La nascita del turismo di massa

Con il secondo dopoguerra, il turismo diventa un fenomeno di massa. Se fino ad allora a viaggiare era soltanto una piccola élite di aristocratici, con l’istituzione e l’innalzamento del tenore di vita, la possibilità di viaggiare si estende alla quasi totalità dei lavoratori salariati. Contrariamente all’aristocrazia, il cui viaggio era svincolato dall’attività professionale, per la classe borghese costituisce essenzialmente un modo di occupare il tempo libero del non-lavoro.
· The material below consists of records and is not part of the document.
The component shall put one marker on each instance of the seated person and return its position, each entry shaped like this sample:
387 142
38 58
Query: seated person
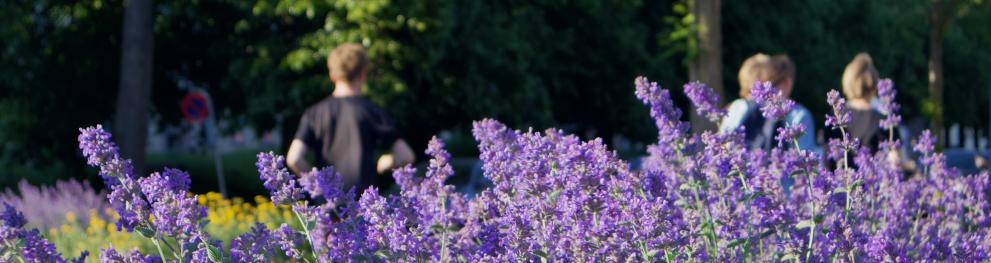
859 87
760 132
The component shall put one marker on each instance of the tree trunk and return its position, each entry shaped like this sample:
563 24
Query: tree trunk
131 120
937 25
707 66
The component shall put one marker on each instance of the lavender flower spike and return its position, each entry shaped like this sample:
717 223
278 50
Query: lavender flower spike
705 99
789 133
100 151
887 105
840 117
277 179
666 115
773 104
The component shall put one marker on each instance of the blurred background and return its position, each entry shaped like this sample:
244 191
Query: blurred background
440 64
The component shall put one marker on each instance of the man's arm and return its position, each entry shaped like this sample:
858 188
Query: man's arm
401 154
296 158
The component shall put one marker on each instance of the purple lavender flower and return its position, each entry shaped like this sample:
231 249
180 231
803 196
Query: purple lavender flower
129 204
177 213
277 179
840 117
102 152
886 97
773 104
110 255
926 143
324 182
705 99
37 249
254 246
157 185
12 222
789 133
666 115
63 197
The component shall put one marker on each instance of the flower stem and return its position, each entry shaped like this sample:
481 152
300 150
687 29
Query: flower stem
159 246
306 230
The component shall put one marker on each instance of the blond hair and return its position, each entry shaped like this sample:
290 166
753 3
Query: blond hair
346 62
749 72
761 67
860 78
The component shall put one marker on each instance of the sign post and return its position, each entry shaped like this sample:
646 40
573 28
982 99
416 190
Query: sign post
197 107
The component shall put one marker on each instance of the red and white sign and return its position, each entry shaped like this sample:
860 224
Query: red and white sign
195 106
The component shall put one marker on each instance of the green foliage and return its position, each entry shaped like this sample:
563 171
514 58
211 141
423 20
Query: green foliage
59 70
439 64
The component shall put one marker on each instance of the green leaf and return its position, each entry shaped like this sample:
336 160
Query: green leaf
652 253
214 254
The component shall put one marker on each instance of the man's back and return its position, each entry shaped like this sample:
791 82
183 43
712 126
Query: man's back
346 132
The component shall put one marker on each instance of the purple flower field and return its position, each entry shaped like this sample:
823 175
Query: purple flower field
697 198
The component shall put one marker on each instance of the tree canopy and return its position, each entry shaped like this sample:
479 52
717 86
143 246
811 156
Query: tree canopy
439 64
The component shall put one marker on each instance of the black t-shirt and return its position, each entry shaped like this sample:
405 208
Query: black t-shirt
346 132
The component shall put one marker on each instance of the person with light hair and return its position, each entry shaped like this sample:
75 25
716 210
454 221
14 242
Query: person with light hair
345 130
860 79
759 131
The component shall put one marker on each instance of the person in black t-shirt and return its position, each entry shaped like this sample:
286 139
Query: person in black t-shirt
345 130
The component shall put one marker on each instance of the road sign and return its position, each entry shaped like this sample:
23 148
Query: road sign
195 106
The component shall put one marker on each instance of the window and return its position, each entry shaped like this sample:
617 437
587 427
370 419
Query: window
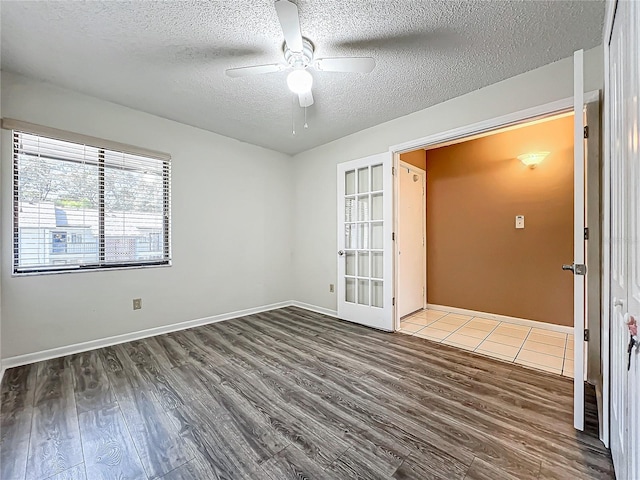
80 206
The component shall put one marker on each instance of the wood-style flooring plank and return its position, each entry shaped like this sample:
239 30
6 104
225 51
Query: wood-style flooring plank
108 449
292 464
74 473
217 440
157 441
92 387
433 466
195 469
18 391
295 394
55 437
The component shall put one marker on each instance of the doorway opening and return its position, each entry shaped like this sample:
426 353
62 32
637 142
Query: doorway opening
495 233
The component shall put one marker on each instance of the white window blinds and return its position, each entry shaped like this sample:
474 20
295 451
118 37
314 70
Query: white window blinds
79 206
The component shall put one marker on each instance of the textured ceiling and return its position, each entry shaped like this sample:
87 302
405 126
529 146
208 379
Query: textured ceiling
169 58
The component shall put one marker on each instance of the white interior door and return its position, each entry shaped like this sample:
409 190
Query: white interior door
365 270
624 115
578 266
411 238
618 251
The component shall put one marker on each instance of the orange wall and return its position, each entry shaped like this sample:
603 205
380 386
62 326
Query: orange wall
476 258
417 158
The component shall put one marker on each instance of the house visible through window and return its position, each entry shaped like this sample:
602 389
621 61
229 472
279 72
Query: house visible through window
79 206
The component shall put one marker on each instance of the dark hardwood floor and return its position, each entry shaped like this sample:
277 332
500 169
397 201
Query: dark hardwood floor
291 394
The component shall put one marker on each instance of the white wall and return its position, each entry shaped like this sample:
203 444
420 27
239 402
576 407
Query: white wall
314 171
231 210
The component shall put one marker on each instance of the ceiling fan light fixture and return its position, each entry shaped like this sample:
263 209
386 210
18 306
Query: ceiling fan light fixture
299 81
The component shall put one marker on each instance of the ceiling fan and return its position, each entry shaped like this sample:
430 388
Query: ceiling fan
298 57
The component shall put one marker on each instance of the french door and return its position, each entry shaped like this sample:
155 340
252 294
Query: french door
578 267
365 270
624 115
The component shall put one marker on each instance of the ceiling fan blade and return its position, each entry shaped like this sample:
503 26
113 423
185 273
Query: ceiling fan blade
255 70
306 99
345 64
290 23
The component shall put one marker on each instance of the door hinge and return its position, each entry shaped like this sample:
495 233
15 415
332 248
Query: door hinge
576 268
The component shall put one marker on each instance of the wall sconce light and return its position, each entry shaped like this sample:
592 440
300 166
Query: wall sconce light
532 159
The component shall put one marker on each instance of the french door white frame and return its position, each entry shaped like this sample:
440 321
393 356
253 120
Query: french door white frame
541 111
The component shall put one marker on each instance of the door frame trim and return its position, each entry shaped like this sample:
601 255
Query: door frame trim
424 229
605 340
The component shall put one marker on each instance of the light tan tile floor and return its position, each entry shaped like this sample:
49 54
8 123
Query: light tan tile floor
536 348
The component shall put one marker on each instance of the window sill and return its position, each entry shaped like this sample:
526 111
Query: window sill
94 270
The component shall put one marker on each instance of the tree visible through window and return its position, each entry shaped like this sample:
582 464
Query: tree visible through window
79 206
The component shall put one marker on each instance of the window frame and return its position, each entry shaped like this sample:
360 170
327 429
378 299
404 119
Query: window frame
164 162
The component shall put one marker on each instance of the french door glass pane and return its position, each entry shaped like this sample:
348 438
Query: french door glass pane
376 293
363 180
350 235
350 290
376 206
377 236
350 210
376 264
350 182
363 292
363 208
363 236
350 262
363 264
376 178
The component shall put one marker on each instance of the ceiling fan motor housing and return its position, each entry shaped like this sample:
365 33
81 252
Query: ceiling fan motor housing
299 59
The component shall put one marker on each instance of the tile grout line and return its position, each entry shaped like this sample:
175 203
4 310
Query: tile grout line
488 335
523 342
475 350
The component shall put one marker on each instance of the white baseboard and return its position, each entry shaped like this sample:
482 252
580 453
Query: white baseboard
504 318
18 360
314 308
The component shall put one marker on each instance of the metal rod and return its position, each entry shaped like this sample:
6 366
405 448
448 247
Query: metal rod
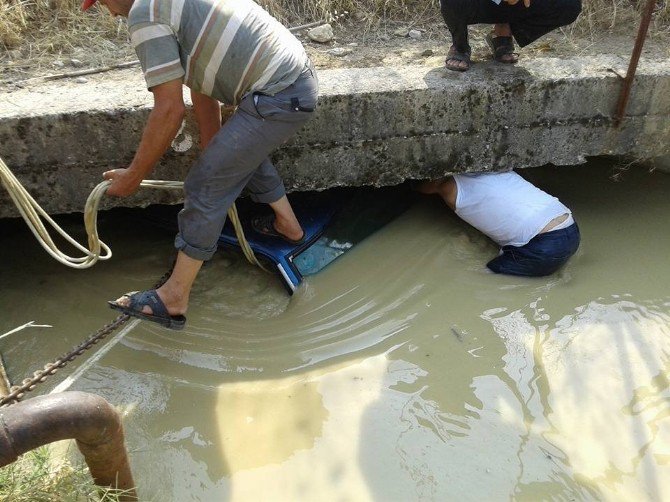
88 418
634 59
5 384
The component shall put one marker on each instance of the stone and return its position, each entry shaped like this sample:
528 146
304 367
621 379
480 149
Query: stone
321 34
373 126
340 52
662 164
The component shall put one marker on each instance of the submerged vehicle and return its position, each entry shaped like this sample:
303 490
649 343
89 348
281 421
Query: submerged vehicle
333 222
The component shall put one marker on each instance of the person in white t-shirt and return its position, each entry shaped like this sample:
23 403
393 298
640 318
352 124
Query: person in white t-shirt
536 232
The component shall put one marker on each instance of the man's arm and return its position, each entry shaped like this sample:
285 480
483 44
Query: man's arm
207 113
161 127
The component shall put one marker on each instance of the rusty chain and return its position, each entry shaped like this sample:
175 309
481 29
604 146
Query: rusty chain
17 392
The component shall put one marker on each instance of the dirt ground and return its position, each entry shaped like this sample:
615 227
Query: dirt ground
355 45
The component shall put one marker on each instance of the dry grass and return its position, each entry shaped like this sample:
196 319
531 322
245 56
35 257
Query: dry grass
34 34
35 477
Si tratta infatti di un turismo di tipo familiare, una sorta di break dalla quotidianità e di allentamento dei ruoli sociali, i cui tempi vengono organizzati in base agli impegni lavorativi del capo famiglia e alle esigenze scolastiche dei figli. La scelta della destinazione risulta influenzata in maniera considerevole dai racconti di amici e parenti, i quali rappresentano le fonti informative più importanti.

Il turista diventa sul piano sociale un consumatore, la vacanza diviene un indicatore di status e viene considerata un’attività sociale; chi non viaggia vede abbassarsi il proprio stato sociale all’interno della società.

L’offerta turistica diventa sempre più ampia e il viaggio diventa sempre più un bene di consumo per il divertimento e il relax; si assiste a una crescita delle strutture alberghiere, agenzie di viaggi, tour operator, a un aumento degli stabilimenti balneari e delle stazioni sciistiche e alla nascita dell’editoria specializzata.